Women 4Africa Speaks to Dr Fiona Bartels-Ellis OBE

Dr Fiona Bartels-Ellis OBE – Ghana

Dr Fiona Bartels-EllisDr Fiona is Global Head of Equal Opportunity and Diversity at the British Council, the UK’s principal cultural relations organisation.In this role she sets and drives the strategic direction of equality and diversity across the organisation’s offices in 110 countries and territories.

W4A: Who is Dr Fiona Bartels-Ellis OBE in 3 sentences?
DR FIONA: A hard working woman. A believer in ongoing self-development and in making a positive contribution. An open, receptive person.

W4A: Why are Equal Opportunities and Diversity important to you?
DR FIONA: Because they contribute to making the world a better place, despite the fact that this is often ignored, or indeed forgotten. They help humanise us and encourage us to be better towards each other than we might be without them. They challenge oppressive power structures so more people can benefit than would do so without this challenge.

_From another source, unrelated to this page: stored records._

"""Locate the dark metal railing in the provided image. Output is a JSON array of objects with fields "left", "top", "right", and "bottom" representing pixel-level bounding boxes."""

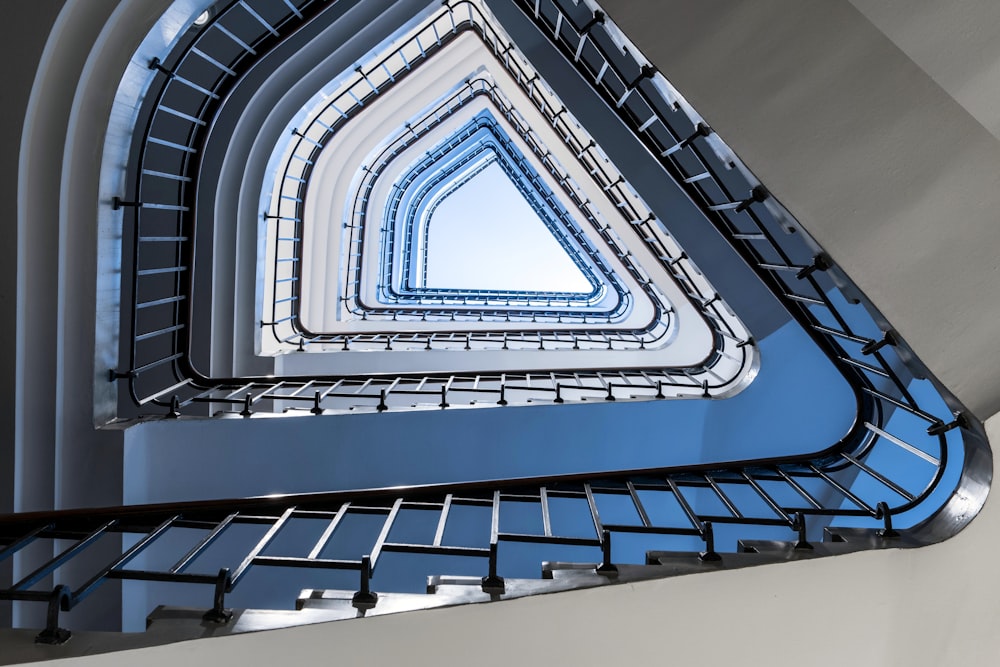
[
  {"left": 112, "top": 0, "right": 754, "bottom": 414},
  {"left": 256, "top": 0, "right": 752, "bottom": 396},
  {"left": 0, "top": 405, "right": 975, "bottom": 642},
  {"left": 4, "top": 0, "right": 984, "bottom": 645}
]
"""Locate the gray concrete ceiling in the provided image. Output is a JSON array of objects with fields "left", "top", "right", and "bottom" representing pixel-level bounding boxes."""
[{"left": 602, "top": 0, "right": 1000, "bottom": 419}]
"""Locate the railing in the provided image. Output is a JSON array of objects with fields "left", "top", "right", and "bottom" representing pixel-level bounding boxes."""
[
  {"left": 376, "top": 118, "right": 608, "bottom": 305},
  {"left": 354, "top": 101, "right": 621, "bottom": 309},
  {"left": 10, "top": 0, "right": 979, "bottom": 645},
  {"left": 339, "top": 84, "right": 641, "bottom": 333},
  {"left": 279, "top": 84, "right": 651, "bottom": 354},
  {"left": 259, "top": 0, "right": 746, "bottom": 372},
  {"left": 111, "top": 0, "right": 754, "bottom": 415},
  {"left": 0, "top": 405, "right": 979, "bottom": 642}
]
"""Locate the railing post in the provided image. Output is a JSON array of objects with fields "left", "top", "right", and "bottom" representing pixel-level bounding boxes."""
[
  {"left": 795, "top": 253, "right": 832, "bottom": 280},
  {"left": 876, "top": 502, "right": 899, "bottom": 538},
  {"left": 794, "top": 512, "right": 814, "bottom": 550},
  {"left": 111, "top": 196, "right": 142, "bottom": 210},
  {"left": 626, "top": 64, "right": 656, "bottom": 89},
  {"left": 734, "top": 185, "right": 769, "bottom": 213},
  {"left": 166, "top": 395, "right": 181, "bottom": 419},
  {"left": 481, "top": 542, "right": 505, "bottom": 594},
  {"left": 927, "top": 412, "right": 968, "bottom": 436},
  {"left": 34, "top": 585, "right": 71, "bottom": 645},
  {"left": 676, "top": 122, "right": 712, "bottom": 151},
  {"left": 596, "top": 530, "right": 618, "bottom": 575},
  {"left": 861, "top": 330, "right": 897, "bottom": 356},
  {"left": 148, "top": 57, "right": 175, "bottom": 79},
  {"left": 352, "top": 556, "right": 378, "bottom": 610},
  {"left": 699, "top": 522, "right": 721, "bottom": 562},
  {"left": 202, "top": 568, "right": 233, "bottom": 623},
  {"left": 108, "top": 368, "right": 135, "bottom": 382}
]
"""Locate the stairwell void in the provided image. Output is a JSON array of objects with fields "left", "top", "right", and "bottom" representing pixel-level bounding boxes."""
[{"left": 0, "top": 0, "right": 990, "bottom": 646}]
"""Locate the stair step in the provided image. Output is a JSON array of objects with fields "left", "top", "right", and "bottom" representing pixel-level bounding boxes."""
[
  {"left": 823, "top": 526, "right": 919, "bottom": 547},
  {"left": 735, "top": 538, "right": 848, "bottom": 559},
  {"left": 168, "top": 527, "right": 921, "bottom": 638},
  {"left": 543, "top": 555, "right": 730, "bottom": 583},
  {"left": 146, "top": 605, "right": 358, "bottom": 635},
  {"left": 644, "top": 549, "right": 754, "bottom": 569},
  {"left": 296, "top": 588, "right": 462, "bottom": 615},
  {"left": 732, "top": 527, "right": 916, "bottom": 560}
]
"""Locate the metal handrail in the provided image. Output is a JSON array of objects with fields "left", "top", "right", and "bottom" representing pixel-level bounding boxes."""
[
  {"left": 17, "top": 0, "right": 974, "bottom": 644},
  {"left": 114, "top": 0, "right": 753, "bottom": 414},
  {"left": 259, "top": 9, "right": 710, "bottom": 354}
]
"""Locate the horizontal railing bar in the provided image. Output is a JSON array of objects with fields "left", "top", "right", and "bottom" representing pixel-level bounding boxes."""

W4A: You describe yourself as a life-long learner. Do you think this is something African women should replicate?
DR FIONA: Of course people have to choose their own path and make their own decisions but I can’t think of any disadvantages of lifelong learning which, incidentally, is not primarily about formal, academic learning, although this can be part of it. It is about being receptive and committed to self-improvement and continuous development of oneself in the various roles you fulfil. Many, many African women are already life long learners but if not, I do think they should consider committing to the challenging and rewarding journey of lifelong learning.

W4A: What would you say has been your greatest achievement and what has been your greatest obstacle? How have you dealt with both of them?
DR FIONA: Being a mother of two compassionate children with characters I am proud of and also being successful in my career has been my greatest achievement. I have not thought in terms of obstacles really but I avoid worrying because worrying can be very limiting. I have struggled enormously with physical tiredness and it has been something of an obstacle in many ways. I approach achievement and obstacles through rationalising and putting things in perspective.

W4A: For women wanting to achieve the measure of success that you have, what would you say to encourage them?
DR FIONA: Be prepared to work very hard. Be organised and disciplined. Understand yourself and go out of your comfort zone. I often reflect on the fact that I was a little kid born in Sekondi on a hill and embarked on a journey I could not have predicted. Think about the journey you want to take and why and identify some of the key steps involved and take them.
W4A: What is the one thing you love about Africa?
DR FIONA: Africans! The beauty of people, their resilience and potential – realised and unrealised. The way in which the humidity envelopes you and you can forget vests and gloves, scarves and tights. The brightness.

W4A: Who inspires you and why?
DR FIONA: There is no one individual. Various contributions over many years be they from more well-known figures like Wangari Maathai, Adam Hochschild, Mary Seacole, Nelson Mandela, Desmond Tutu and Maya Angelou to friends, family and colleagues. I am inspired by independent minded people who take action in the area of social justice and retain humility and who I can learn from.